Au-delà des dégâts matériels, cette attaque relance le débat sur la protection des civils dans cette zone en proie à des violences récurrentes. À ce stade, aucun bilan officiel n’a été communiqué, mais l’ampleur des destructions suscite inquiétude et colère parmi les populations.

Dans la région d’Epulu, comme dans plusieurs autres zones de l’Ituri, les habitants dénoncent régulièrement l’insuffisance de la présence sécuritaire, malgré la persistance des incursions de groupes armés. Cette situation alimente un sentiment d’abandon et d’insécurité permanente.
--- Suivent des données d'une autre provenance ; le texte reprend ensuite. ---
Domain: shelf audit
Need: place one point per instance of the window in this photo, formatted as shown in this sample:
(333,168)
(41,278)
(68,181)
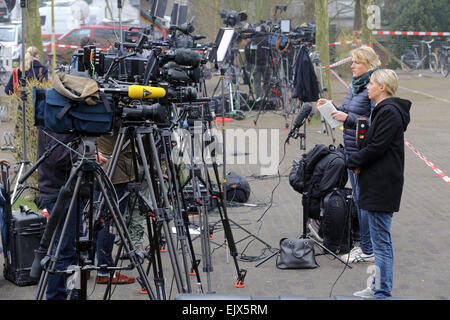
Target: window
(106,37)
(8,34)
(74,38)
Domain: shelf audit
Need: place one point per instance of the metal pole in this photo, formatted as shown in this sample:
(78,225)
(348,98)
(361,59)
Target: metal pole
(119,6)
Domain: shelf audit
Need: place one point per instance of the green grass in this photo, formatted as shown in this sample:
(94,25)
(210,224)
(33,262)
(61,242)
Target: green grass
(27,201)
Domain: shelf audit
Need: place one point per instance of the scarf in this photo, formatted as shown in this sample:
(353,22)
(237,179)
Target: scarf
(360,83)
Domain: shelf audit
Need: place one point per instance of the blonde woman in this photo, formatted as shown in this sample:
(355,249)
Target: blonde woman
(33,70)
(357,104)
(380,166)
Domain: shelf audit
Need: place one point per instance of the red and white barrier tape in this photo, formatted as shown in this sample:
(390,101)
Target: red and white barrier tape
(67,46)
(340,79)
(439,172)
(345,42)
(348,59)
(407,33)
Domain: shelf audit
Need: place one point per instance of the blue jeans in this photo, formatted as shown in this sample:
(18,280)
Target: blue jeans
(3,227)
(365,242)
(103,239)
(56,287)
(380,230)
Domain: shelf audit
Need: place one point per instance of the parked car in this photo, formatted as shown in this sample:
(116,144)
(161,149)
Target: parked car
(104,35)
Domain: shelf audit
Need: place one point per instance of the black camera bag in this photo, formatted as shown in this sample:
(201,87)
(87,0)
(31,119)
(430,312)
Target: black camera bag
(237,188)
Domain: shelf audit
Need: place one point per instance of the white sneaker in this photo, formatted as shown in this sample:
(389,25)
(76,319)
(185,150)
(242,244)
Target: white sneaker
(353,253)
(366,293)
(357,256)
(314,227)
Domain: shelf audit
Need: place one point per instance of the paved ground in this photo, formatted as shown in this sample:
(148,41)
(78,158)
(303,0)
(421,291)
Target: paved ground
(420,231)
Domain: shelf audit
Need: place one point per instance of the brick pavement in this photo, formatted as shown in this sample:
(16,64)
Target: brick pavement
(420,231)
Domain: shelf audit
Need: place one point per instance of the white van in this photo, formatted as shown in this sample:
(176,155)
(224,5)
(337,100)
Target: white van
(10,45)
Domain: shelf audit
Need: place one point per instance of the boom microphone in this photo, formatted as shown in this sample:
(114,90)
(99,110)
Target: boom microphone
(302,115)
(138,92)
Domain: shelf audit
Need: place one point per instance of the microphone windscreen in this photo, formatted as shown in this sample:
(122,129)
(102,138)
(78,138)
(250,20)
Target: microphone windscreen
(303,113)
(145,92)
(187,57)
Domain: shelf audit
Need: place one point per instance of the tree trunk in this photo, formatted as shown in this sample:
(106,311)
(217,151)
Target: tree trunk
(33,34)
(323,38)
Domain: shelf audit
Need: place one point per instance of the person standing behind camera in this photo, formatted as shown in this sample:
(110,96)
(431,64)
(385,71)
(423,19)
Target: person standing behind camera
(357,104)
(33,70)
(257,56)
(380,166)
(123,174)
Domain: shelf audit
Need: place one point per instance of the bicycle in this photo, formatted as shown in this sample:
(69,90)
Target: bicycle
(4,74)
(410,59)
(444,60)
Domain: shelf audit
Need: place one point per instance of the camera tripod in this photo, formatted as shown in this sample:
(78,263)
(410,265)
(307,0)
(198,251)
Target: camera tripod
(162,207)
(196,180)
(88,172)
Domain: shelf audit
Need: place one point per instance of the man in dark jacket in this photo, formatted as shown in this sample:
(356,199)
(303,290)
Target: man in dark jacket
(52,176)
(380,165)
(257,55)
(34,70)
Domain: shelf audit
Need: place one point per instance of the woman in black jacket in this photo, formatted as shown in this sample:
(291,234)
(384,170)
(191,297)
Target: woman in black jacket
(380,165)
(357,104)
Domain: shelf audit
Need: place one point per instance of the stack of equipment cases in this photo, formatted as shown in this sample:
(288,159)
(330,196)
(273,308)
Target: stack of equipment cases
(25,230)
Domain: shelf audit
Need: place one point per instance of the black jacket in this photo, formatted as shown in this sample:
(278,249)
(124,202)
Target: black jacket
(382,157)
(358,106)
(55,170)
(37,71)
(306,86)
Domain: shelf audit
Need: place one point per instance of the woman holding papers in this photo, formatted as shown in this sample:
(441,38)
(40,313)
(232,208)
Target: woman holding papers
(357,105)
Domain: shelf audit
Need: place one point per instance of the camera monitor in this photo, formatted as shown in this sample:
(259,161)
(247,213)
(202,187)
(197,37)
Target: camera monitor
(161,8)
(285,25)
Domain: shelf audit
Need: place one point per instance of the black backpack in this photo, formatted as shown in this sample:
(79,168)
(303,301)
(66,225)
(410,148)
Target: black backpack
(302,168)
(337,211)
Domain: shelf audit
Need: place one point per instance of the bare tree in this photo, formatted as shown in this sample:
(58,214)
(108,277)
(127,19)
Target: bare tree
(322,39)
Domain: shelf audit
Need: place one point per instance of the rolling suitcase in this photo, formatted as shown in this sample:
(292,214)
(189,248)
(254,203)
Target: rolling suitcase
(25,229)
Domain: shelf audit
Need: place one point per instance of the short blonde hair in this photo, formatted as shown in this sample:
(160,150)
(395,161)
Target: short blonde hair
(30,54)
(367,56)
(388,78)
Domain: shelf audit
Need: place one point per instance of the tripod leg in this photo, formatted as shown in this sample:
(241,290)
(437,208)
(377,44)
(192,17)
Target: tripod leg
(54,257)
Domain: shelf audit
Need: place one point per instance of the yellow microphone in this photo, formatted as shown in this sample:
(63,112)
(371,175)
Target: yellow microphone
(138,92)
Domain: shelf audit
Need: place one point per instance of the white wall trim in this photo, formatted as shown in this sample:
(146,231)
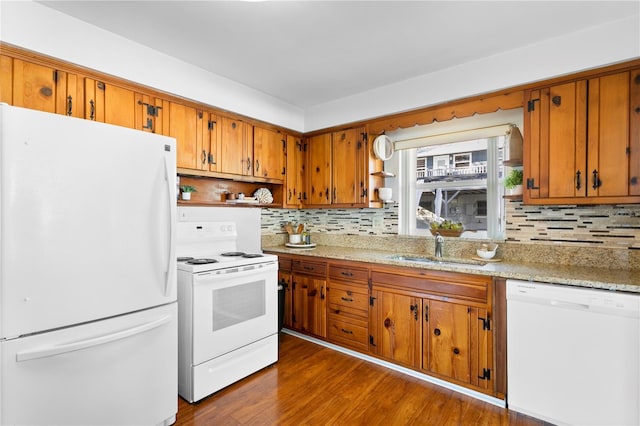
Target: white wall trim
(400,369)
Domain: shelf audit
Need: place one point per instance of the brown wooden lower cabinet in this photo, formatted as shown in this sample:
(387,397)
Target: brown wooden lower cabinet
(309,297)
(439,323)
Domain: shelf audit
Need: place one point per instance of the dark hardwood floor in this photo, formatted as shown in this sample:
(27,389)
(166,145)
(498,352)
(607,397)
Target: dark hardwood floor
(314,385)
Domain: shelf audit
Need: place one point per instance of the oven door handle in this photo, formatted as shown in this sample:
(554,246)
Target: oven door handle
(235,272)
(172,218)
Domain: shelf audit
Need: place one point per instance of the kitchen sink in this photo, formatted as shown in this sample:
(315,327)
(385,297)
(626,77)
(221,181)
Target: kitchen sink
(435,260)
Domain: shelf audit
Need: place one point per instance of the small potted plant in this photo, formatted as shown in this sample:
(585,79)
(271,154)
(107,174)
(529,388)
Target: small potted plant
(513,182)
(186,191)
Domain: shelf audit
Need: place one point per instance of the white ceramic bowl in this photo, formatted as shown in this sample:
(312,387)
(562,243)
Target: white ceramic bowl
(295,238)
(485,254)
(487,251)
(385,194)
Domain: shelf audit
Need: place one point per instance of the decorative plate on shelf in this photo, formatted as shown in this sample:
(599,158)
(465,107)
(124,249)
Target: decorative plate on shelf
(447,232)
(263,195)
(383,147)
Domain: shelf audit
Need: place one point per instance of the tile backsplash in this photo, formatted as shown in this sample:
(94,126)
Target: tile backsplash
(598,226)
(616,226)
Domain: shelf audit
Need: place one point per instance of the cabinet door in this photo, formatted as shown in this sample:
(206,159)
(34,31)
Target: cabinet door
(557,142)
(110,104)
(294,172)
(634,133)
(396,327)
(38,87)
(210,142)
(151,114)
(234,156)
(318,159)
(6,79)
(185,123)
(609,150)
(447,340)
(284,279)
(309,304)
(346,151)
(268,152)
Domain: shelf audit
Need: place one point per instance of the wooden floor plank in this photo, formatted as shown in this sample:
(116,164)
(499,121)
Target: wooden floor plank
(314,385)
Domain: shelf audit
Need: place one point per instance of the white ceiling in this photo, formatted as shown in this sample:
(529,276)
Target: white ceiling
(311,52)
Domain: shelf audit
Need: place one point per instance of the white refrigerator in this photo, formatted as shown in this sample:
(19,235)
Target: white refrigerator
(88,328)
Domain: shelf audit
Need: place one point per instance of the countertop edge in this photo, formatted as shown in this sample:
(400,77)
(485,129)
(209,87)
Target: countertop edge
(596,278)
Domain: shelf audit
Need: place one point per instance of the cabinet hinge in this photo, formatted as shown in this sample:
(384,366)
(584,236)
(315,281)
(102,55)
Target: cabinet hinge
(486,374)
(486,323)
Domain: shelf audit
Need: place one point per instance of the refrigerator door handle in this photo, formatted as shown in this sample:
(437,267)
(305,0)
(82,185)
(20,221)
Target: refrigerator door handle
(172,218)
(55,350)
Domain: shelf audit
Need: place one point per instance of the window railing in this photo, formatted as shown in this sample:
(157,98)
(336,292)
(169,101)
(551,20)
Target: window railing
(442,172)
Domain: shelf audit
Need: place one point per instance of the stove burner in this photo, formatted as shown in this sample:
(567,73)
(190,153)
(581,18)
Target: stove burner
(202,261)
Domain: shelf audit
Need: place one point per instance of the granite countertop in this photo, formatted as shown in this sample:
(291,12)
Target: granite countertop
(599,278)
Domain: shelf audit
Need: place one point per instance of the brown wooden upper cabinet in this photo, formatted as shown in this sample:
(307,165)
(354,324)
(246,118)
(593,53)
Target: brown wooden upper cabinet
(350,162)
(109,103)
(337,172)
(236,147)
(268,151)
(318,179)
(583,141)
(185,125)
(152,114)
(42,88)
(295,171)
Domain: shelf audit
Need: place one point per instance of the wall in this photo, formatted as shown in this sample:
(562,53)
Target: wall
(35,27)
(32,26)
(609,43)
(615,226)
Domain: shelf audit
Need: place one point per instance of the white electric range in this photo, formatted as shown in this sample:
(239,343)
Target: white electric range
(227,308)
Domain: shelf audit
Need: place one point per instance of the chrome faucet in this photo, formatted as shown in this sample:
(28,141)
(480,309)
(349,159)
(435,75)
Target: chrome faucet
(439,243)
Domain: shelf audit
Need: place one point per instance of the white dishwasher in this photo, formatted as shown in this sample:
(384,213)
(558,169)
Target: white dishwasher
(573,354)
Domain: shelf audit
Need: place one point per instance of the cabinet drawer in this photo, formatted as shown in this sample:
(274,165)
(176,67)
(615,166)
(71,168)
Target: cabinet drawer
(348,274)
(348,297)
(437,283)
(310,268)
(348,333)
(284,264)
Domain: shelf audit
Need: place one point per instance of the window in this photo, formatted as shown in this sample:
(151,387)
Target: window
(459,180)
(461,194)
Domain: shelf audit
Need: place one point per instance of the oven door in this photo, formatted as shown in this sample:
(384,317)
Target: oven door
(233,307)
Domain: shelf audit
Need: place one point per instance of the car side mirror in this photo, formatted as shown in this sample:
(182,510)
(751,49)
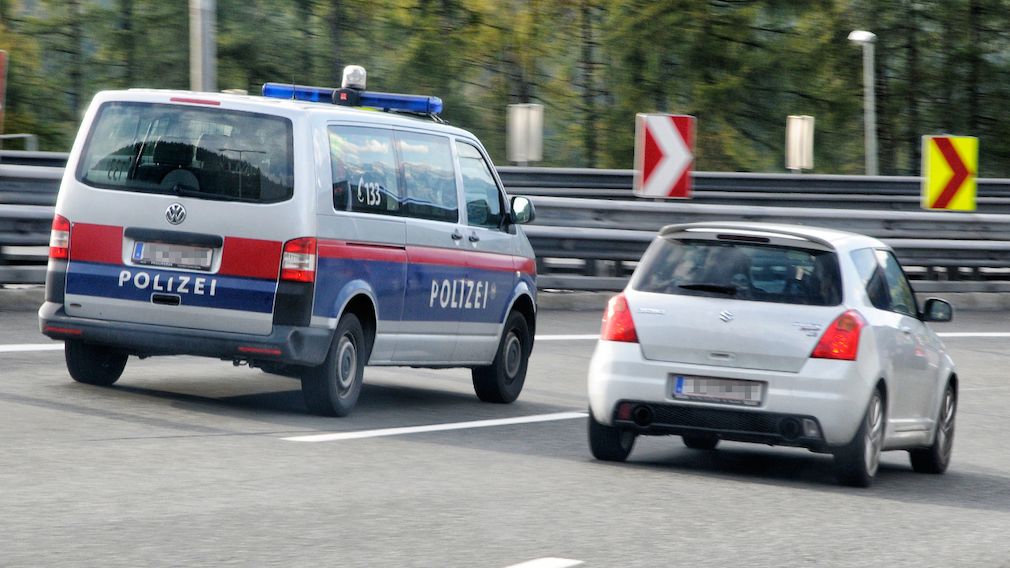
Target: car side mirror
(937,310)
(522,210)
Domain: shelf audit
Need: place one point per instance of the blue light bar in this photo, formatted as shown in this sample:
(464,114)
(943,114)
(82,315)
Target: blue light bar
(405,103)
(419,104)
(297,92)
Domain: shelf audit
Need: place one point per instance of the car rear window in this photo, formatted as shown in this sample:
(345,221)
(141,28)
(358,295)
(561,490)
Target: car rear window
(737,270)
(206,153)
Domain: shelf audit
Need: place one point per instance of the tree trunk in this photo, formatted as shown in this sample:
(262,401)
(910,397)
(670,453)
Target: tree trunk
(588,83)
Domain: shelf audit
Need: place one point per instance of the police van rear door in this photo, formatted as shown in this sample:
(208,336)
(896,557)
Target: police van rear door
(180,210)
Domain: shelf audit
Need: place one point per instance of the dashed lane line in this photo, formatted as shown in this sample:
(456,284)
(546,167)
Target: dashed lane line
(547,563)
(26,348)
(435,428)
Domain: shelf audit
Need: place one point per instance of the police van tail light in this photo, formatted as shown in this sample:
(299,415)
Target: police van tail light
(298,262)
(841,339)
(617,322)
(60,239)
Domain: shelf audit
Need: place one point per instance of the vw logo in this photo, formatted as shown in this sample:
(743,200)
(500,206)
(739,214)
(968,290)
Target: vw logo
(176,213)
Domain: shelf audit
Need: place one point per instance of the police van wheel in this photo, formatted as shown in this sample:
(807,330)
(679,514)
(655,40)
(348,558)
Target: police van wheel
(331,389)
(94,365)
(502,381)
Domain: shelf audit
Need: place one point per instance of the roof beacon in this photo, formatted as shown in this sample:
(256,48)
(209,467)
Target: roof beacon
(352,93)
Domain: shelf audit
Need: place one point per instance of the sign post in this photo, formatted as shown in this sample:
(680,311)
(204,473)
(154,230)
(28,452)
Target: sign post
(524,143)
(664,156)
(3,89)
(949,169)
(799,143)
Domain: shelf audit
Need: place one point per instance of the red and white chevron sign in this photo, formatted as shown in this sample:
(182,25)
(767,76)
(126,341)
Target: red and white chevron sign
(664,155)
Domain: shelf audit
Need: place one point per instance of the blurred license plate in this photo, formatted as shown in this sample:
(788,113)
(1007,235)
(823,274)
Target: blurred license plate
(726,391)
(173,256)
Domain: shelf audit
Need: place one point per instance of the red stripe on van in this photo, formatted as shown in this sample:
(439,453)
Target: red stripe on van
(96,244)
(362,252)
(452,257)
(250,258)
(424,255)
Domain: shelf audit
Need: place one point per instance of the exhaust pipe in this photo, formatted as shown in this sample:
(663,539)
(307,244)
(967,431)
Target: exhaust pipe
(790,429)
(642,415)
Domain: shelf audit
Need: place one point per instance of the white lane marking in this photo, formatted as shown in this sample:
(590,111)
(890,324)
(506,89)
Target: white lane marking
(569,338)
(435,428)
(547,563)
(25,348)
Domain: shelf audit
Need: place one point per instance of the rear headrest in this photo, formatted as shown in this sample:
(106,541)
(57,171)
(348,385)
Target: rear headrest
(173,153)
(210,146)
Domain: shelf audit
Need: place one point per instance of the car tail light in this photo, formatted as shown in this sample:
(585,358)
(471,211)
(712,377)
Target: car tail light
(841,339)
(617,322)
(298,262)
(60,239)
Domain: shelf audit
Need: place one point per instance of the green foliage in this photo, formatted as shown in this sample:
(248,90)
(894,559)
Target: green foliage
(739,66)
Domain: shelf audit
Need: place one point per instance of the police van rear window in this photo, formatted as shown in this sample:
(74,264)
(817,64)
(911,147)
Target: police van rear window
(210,154)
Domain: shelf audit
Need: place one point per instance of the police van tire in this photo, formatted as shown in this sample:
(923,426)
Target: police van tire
(502,381)
(331,389)
(92,364)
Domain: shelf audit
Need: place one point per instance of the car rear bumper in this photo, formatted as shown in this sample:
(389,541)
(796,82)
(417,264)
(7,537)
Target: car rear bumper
(833,393)
(775,429)
(286,344)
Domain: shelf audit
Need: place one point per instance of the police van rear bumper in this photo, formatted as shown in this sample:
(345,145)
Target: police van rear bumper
(287,344)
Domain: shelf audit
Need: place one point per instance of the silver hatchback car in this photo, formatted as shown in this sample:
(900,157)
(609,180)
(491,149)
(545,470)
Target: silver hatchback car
(779,335)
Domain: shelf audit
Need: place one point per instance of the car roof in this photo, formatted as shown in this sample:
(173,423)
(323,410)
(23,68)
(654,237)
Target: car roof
(838,240)
(270,105)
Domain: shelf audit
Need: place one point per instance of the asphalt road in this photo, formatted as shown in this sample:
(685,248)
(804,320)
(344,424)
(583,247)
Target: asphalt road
(185,462)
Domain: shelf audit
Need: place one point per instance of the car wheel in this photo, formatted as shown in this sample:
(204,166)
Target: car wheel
(331,389)
(700,441)
(855,464)
(92,364)
(502,380)
(607,443)
(936,458)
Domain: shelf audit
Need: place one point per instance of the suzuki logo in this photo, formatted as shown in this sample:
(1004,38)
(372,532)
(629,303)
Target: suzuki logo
(176,213)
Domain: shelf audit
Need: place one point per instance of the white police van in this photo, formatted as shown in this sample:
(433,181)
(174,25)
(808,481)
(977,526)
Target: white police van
(298,235)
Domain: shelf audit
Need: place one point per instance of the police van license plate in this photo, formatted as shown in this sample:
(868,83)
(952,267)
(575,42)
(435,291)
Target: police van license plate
(173,256)
(725,391)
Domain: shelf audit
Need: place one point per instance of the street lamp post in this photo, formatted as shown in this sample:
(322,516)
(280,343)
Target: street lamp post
(868,39)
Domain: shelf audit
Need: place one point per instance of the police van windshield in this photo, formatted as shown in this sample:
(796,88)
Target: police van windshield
(212,154)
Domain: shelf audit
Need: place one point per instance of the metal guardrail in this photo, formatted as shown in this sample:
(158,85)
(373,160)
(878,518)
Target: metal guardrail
(580,246)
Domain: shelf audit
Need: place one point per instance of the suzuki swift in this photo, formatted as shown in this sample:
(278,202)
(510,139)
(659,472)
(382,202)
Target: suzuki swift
(776,335)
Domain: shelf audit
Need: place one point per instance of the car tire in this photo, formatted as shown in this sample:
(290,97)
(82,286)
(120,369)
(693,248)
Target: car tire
(609,444)
(92,364)
(936,458)
(331,389)
(856,463)
(502,380)
(700,441)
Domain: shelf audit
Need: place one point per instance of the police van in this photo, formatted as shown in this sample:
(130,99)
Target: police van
(293,231)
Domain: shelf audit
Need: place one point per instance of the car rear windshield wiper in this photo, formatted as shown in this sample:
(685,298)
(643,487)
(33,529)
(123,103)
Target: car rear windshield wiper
(705,287)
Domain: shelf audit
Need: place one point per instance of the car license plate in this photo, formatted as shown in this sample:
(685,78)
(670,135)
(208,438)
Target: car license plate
(725,391)
(173,256)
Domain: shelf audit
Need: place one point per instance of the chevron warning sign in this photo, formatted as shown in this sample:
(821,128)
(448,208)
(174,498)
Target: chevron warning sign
(664,155)
(949,167)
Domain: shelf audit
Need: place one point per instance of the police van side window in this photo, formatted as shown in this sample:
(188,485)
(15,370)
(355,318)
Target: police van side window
(428,177)
(176,150)
(363,164)
(484,202)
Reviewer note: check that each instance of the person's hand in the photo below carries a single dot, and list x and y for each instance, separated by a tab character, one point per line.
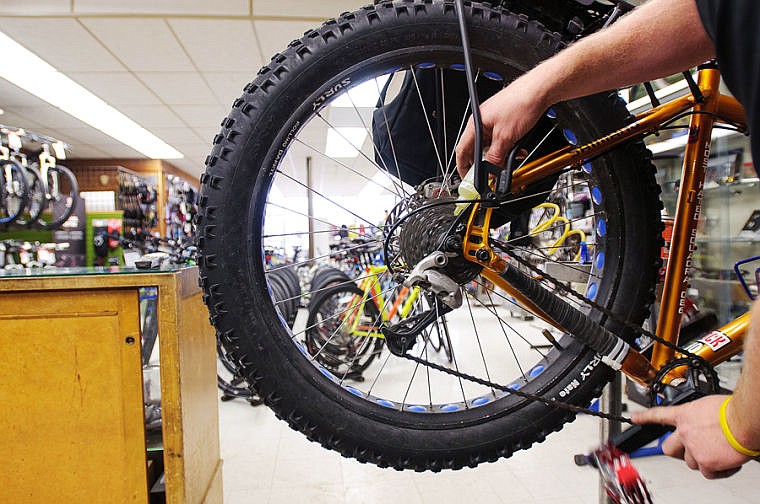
507	116
698	438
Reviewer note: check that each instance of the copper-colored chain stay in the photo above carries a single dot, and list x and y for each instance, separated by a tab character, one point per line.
476	242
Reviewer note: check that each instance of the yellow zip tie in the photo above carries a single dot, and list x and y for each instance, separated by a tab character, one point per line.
730	436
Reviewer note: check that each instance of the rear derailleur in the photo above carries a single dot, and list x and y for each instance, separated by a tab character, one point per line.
400	337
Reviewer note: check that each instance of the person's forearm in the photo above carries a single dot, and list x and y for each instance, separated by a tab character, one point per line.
660	38
742	414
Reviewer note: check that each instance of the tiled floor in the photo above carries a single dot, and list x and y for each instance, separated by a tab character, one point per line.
266	462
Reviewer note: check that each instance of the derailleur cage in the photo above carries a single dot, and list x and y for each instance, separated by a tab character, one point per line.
401	337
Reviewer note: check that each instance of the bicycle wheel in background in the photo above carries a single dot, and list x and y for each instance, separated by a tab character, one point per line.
36	201
13	191
62	192
342	330
408	415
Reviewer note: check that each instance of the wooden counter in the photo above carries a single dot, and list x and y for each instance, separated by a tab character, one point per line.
72	425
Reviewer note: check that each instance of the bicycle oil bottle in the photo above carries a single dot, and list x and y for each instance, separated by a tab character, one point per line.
466	191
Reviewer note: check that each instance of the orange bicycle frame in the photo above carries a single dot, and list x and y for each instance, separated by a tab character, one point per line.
711	108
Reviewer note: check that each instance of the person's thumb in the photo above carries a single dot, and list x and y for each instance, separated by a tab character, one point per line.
665	415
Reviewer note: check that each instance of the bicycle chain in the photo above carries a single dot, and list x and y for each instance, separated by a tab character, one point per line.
535	397
520	393
616	318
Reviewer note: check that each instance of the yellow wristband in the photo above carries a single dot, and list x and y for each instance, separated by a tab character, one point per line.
730	436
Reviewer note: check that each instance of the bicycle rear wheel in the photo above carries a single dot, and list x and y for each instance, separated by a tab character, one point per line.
62	191
406	415
36	202
13	191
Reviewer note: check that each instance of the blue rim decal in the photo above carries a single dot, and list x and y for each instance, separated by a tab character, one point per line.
600	260
591	291
601	227
327	374
570	137
596	195
302	349
537	370
354	391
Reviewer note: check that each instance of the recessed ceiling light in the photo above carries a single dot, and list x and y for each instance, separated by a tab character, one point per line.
33	74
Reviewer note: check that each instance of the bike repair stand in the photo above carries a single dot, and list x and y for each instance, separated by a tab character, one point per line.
610	402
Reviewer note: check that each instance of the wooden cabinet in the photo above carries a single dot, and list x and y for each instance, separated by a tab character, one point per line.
71	425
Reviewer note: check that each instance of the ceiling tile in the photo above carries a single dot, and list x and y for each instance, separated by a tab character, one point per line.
274	36
116	88
228	86
82	151
179	88
195	150
10	94
208	133
219	45
121	151
177	136
176	7
50	116
190	166
142	44
149	117
201	116
63	43
11	118
36	7
323	9
86	136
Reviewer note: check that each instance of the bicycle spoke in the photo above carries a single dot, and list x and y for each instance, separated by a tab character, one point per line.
385	170
427	122
400	190
477	339
312	190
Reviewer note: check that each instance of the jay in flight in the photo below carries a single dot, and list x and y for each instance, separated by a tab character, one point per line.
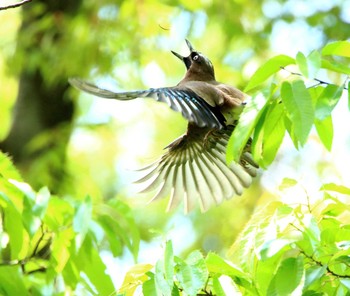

L’attaque de Salate, si elle est confirmée par les autorités, viendrait s’ajouter à une série d’incidents similaires qui continuent de fragiliser le tissu social et économique de la région, tout en accentuant les déplacements de populations.

En attendant une communication officielle, les regards restent tournés vers les autorités compétentes, appelées à renforcer les dispositifs de sécurité pour prévenir de nouvelles violences et assurer la protection des civils.